Toda pesquisa, seja em ciência seja em arte, por mais que faça uso de instrumentos previamente testados desenvolve-se apoiada numa plataforma traiçoeira, o acaso
Para Nelson de Oliveira, as narrativas de Valêncio Xavier se esquivam de uma catalogação mais apressada
01/06/2001

Sinopse:
1ª parte: a poesia concreta, O ateneu, La ciudad sin nombre, os quadrinhos
2ª parte: breve história da literatura visual, Valêncio Xavier

2ª parte

Toda pesquisa, seja em ciência seja em arte, por mais que faça uso de instrumentos previamente testados desenvolve-se apoiada numa plataforma traiçoeira, o acaso. A busca da forma ideal do que poderíamos chamar de literatura visual não foge à essa regra. É feita de tropeções e de experiências malogradas. É conduzida muitas vezes por profissionais que, firmemente atrelados às leis do mercado — os quadrinhistas, os autores de livros infanto-juvenis e de fotonovelas —, não estão interessados em aperfeiçoar arte alguma, mas, quando muito, apenas em realizar bem um gênero já estabelecido. A questão texto versus imagem não significa, para eles, um desafio estético a ser levado às últimas conseqüências. Como disse na primeira parte deste artigo, a respeito deste confronto: “Nos quadrinhos e nas fotonovelas convencionais, gêneros tipicamente de massa, obviamente tal oposição jamais é exposta aos olhos do leitor sem que esteja aparada, livre de todas as arestas.
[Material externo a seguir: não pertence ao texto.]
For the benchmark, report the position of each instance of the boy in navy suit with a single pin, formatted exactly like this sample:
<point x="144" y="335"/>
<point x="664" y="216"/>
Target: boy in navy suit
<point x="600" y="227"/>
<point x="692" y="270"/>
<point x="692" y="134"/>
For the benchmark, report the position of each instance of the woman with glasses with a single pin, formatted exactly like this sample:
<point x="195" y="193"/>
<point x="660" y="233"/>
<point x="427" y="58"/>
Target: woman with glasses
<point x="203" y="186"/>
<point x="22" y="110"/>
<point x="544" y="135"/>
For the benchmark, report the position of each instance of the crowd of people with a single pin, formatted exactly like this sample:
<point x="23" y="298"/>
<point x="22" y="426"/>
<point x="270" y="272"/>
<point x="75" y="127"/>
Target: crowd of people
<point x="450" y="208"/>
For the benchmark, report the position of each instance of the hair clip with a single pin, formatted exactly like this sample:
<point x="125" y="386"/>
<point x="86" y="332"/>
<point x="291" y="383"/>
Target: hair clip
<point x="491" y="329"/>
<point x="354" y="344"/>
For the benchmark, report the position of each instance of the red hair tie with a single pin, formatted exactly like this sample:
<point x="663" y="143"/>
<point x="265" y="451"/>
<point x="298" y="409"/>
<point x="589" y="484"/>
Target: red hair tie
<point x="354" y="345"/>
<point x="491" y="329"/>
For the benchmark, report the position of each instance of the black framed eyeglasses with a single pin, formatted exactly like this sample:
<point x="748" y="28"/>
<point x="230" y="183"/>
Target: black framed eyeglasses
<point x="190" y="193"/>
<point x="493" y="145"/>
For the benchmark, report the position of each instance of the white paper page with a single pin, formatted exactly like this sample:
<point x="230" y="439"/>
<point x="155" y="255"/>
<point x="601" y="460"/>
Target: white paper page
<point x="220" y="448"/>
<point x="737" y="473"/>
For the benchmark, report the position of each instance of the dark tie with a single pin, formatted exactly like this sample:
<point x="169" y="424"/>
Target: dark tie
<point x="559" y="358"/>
O embate entre o verbal e o pictórico, nesses casos, não produz a faísca capaz de quebrar o automatismo da leitura porque vigora, graças ao esforço do artista, certa diplomacia entre as duas artes capaz de mantê-las no seu território de origem, quietas e bem-comportadas”.

É neste ponto que entra em cena Valêncio Xavier. Paulista radicado em Curitiba, Valêncio tem o sangue contaminado pelo cinema e pela tevê, veículos de massa com os quais trabalha regularmente, ora como consultor, ora como roteirista, ora como diretor. Suas narrativas, feitas de fotos antigas tiradas de velhas revistas, fragmentos de jornais do início do século, anúncios publicitários, papel de balas, rótulos e embalagens de produtos de limpeza, fotogramas de filmes B, cartuns, gravuras, logotipos e tudo o mais que possa ser agregado à palavra escrita para lhe aumentar a carga de expressividade, são obras híbridas que se esquivam a uma catalogação mais apressada. Peguemos por exemplo O mez da grippe, sua novela mais conhecida. Trata-se aqui de literatura ou, dada as peculiaridades plásticas envolvidas, de fotonovela ou história em quadrinhos? Obviamente, se não quisermos empobrecer o objeto de análise, nem de uma coisa nem de outra.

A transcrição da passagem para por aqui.